Martin comprit qu’il pensait à ce qui s’était passé deux ans plus tôt, lorsque Erica mais aussi les jumeaux qu’elle portait dans son ventre avaient failli mourir dans un accident de la route.
— Je ne sais pas si j’aurais pu continuer à vivre.
La voix de Patrik tremblait au souvenir de ce jour où il l’avait presque perdue.
— Tu aurais pu, dit Martin en contemplant le paysage enneigé qui défilait. On y arrive. Et il y a toujours quelqu’un pour qui vivre. Tu aurais eu Maja. Tuva est tout pour moi maintenant, et Pia continue à vivre en elle.
— Tu crois qu’un jour tu seras prêt à rencontrer quelqu’un d’autre ?
Martin remarqua que Patrik hésitait à l’interroger, comme si se poser ce genre de question avait quelque chose d’interdit.
— Là, maintenant, ça me paraît impensable. Et d’un autre côté, ça me paraît tout aussi impensable de passer ma vie seul. Ça se fera en temps voulu. Pour l’instant, j’essaie de trouver un équilibre pour moi et Tuva, c’est une occupation à plein temps. On apprend à remplir les vides que Pia a laissés, on fait de notre mieux. Et puis, Tuva aussi devra être prête à laisser quelqu’un d’autre entrer dans la famille.
— C’est bien raisonné, dit Patrik, puis il rigola. D’ailleurs, il ne doit plus rester beaucoup de nanas à draguer à Tanum. Tu as eu le temps de toutes les essayer, avant de tomber sur Pia. Il va falloir élargir ton terrain de chasse si tu ne veux pas du réchauffé.

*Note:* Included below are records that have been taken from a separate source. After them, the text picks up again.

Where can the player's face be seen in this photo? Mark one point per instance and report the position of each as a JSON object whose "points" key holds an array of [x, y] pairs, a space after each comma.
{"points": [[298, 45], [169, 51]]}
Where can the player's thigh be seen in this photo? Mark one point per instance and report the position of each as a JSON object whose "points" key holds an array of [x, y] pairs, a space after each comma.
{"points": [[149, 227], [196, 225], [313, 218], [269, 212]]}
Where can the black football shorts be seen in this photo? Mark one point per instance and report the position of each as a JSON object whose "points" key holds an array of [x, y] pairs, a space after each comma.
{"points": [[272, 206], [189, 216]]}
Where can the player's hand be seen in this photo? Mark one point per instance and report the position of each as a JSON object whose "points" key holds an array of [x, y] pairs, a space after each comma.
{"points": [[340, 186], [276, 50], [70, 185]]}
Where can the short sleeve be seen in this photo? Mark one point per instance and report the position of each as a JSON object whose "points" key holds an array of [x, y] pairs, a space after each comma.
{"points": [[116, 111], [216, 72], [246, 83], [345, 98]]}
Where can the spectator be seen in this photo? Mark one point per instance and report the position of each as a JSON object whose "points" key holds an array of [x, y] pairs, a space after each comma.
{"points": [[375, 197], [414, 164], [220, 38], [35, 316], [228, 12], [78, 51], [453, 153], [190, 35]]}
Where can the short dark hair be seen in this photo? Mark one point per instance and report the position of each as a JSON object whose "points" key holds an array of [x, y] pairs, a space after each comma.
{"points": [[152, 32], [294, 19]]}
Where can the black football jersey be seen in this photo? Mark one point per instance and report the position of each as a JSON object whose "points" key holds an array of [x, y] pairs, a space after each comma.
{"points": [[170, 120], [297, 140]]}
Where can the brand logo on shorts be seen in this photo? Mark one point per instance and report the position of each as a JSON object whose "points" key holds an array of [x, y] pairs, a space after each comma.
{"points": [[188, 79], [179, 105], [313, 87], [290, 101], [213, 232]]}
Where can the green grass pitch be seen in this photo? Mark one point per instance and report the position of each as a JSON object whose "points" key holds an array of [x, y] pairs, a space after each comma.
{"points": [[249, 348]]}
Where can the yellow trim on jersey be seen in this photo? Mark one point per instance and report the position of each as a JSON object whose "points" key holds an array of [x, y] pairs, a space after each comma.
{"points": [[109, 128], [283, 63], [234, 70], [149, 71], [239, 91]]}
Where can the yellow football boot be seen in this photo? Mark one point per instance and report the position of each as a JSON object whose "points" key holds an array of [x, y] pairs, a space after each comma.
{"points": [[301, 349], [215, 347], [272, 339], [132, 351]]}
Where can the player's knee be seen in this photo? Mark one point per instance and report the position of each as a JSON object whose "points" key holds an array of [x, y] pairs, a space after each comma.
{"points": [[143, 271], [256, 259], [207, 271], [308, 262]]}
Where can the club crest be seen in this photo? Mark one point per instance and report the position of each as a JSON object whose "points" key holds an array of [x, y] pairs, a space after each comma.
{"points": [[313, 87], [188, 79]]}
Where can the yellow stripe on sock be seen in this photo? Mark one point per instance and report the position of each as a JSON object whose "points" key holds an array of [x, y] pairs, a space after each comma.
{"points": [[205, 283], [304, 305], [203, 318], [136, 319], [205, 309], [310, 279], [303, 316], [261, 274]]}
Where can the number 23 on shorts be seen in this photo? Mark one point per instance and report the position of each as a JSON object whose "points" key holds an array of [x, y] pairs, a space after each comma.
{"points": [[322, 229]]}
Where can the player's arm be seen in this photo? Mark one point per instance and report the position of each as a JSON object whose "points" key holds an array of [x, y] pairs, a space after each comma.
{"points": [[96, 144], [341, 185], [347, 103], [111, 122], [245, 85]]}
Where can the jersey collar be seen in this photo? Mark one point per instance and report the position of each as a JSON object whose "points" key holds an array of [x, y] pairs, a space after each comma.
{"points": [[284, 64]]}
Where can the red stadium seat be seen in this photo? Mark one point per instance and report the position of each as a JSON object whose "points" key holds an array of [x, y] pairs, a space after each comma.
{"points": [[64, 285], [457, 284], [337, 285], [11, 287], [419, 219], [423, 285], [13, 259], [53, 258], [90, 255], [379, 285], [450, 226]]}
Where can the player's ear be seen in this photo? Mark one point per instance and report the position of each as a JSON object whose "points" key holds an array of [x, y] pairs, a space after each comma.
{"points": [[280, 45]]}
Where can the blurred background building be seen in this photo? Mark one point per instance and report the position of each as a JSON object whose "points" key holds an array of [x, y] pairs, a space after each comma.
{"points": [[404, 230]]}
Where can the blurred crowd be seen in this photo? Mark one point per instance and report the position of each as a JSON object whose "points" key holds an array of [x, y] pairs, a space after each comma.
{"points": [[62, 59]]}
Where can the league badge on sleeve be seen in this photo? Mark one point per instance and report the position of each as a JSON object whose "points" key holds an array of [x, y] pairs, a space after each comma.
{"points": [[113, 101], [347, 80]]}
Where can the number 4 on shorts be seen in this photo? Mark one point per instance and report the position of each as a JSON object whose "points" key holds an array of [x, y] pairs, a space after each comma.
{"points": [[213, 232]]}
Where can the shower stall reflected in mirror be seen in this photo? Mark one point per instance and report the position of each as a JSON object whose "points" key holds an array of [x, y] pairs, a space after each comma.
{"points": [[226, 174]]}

— Ah ah ah, te fous pas de moi !
Martin sentit qu’il rougissait. Patrik exagérait, mais il n’avait pas entièrement tort. Martin n’avait jamais été ce qu’on appelle un bel homme, mais la combinaison de son côté gamin, de ses cheveux roux et de ses taches de rousseur en avait fait un vrai tombeur. Quand il avait rencontré Pia, cela avait mis un terme au batifolage. Il n’avait jamais regardé une autre femme pendant toutes ces années ensemble. Il l’avait aimée d’un amour profond et elle lui manquait à chaque seconde.
Soudain il n’eut plus la force de parler d’elle. La douleur frappa fort et sans pitié, et il changea de sujet. Patrik comprit le message et, jusqu’à Göteborg, ils ne discutèrent plus que de sport.

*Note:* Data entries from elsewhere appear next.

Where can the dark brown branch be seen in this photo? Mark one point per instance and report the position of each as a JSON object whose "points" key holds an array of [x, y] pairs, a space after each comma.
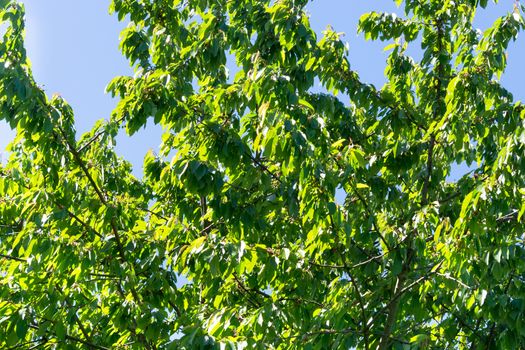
{"points": [[14, 258]]}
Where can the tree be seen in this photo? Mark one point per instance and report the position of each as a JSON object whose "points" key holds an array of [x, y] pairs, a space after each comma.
{"points": [[241, 199]]}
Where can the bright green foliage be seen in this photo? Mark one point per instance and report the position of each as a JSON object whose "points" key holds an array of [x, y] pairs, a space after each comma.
{"points": [[241, 200]]}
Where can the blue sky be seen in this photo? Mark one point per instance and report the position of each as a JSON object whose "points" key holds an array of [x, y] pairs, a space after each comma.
{"points": [[73, 47]]}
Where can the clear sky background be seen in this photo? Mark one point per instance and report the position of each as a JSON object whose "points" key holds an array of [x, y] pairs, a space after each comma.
{"points": [[73, 47]]}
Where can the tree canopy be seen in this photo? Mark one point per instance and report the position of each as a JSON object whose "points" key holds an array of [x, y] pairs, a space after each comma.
{"points": [[234, 238]]}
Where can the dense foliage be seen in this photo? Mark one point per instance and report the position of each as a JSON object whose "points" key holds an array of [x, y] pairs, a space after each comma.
{"points": [[233, 238]]}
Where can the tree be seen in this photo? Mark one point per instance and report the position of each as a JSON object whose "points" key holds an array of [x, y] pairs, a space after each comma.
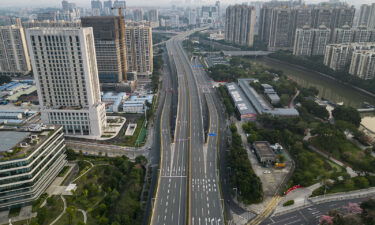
{"points": [[71, 211], [5, 79], [347, 113]]}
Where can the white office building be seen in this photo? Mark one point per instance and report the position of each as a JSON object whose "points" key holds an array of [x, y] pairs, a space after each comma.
{"points": [[66, 76], [14, 58]]}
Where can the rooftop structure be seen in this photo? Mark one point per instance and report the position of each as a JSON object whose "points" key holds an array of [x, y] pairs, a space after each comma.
{"points": [[243, 107], [260, 104], [264, 152], [30, 159]]}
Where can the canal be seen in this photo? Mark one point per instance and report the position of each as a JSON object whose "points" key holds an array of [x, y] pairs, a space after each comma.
{"points": [[328, 89]]}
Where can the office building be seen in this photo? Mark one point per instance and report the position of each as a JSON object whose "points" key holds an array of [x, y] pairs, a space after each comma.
{"points": [[338, 56], [110, 47], [14, 56], [363, 64], [31, 158], [66, 75], [239, 25], [139, 50]]}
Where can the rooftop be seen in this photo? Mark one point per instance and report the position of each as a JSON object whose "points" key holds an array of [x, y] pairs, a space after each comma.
{"points": [[19, 142], [264, 149]]}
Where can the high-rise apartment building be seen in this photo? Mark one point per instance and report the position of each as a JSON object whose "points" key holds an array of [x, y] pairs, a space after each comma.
{"points": [[311, 41], [343, 35], [193, 16], [109, 35], [281, 29], [278, 21], [338, 56], [153, 15], [139, 49], [66, 75], [303, 41], [322, 36], [348, 35], [138, 15], [239, 24], [47, 23], [96, 7], [107, 7], [14, 56], [363, 64], [364, 16]]}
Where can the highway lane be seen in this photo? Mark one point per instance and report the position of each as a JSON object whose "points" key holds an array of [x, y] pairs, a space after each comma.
{"points": [[308, 215], [205, 200], [170, 203]]}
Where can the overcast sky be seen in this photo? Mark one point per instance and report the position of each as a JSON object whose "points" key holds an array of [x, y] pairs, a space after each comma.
{"points": [[86, 3]]}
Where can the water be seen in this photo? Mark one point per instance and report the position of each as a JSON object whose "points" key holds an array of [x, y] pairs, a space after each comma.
{"points": [[328, 89]]}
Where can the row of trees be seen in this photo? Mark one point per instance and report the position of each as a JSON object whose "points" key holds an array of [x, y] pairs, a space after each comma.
{"points": [[226, 100], [158, 64], [248, 184], [352, 213], [5, 79], [316, 64]]}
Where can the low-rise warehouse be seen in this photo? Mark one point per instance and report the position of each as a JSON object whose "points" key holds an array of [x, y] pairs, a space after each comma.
{"points": [[264, 152], [244, 109]]}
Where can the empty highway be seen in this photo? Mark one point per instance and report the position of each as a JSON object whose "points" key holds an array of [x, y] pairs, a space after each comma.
{"points": [[188, 191]]}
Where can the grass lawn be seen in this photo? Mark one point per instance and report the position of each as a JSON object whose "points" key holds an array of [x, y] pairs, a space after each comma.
{"points": [[130, 140], [350, 184], [65, 220], [64, 171], [349, 153]]}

Erica hésita un peu avant de sonner à la porte. C’était toujours problématique de déterminer comment structurer l’entretien avec un proche. La mère de Minna lui avait paru calme et sympathique au téléphone. Pas de ton brusque ou sceptique — la réaction la plus fréquente quand elle contactait un parent pour le besoin de ses livres. Et pourtant, aujourd’hui il ne s’agissait pas d’un cas résolu depuis longtemps, mais d’une enquête en cours.
Elle appuya sur la sonnette. Des pas se firent bientôt entendre derrière la porte avant qu’on l’entrouvre.
— Bonjour, dit Erica. Anette ?
— Nettan, dit la femme, et elle s’écarta pour la laisser entrer.
Déprimant. Ce fut le premier mot qui vint à l’esprit d’Erica en pénétrant dans le vestibule. Les lieux tout autant que la personne qui l’accueillit lui parurent déprimants, et ce n’était sans doute pas uniquement dû à la disparition de Minna. La femme devant elle semblait avoir perdu espoir depuis belle lurette, humiliée par toutes les déceptions que la vie lui avait apportées.
— Entrez, dit Nettan en la précédant dans le séjour.
La pièce était parsemée d’affaires et d’objets qui s’étaient retrouvés là et n’en avaient plus bougé. Nettan fixa nerveusement un tas de vêtements sur le canapé avant de le faire tomber par terre, sans autre forme de procès.
— Je n’ai pas eu le temps de ranger… dit-elle en laissant la phrase flotter.
Erica observa à la dérobée la mère de Minna en prenant place au bord du canapé. Elle savait que Nettan avait presque dix ans de moins qu’elle, mais elle avait l’air d’avoir son âge, ou même plus. Sa peau était grise, probablement le résultat de trop de cigarettes, et ses cheveux ternes et emmêlés.
— Je me demandais…
Nettan serra son tricot bouloché plus près du corps. Elle semblait se préparer à poser une question gênante.
— Pardon, je suis un peu nerveuse. Ce n’est pas souvent qu’une célébrité vient chez moi. À vrai dire, c’est la première fois.
Elle rit de sa maladresse et, un bref instant, Erica put entrevoir la femme qu’elle avait dû être dans sa jeunesse. Quand la joie de vivre l’habitait encore.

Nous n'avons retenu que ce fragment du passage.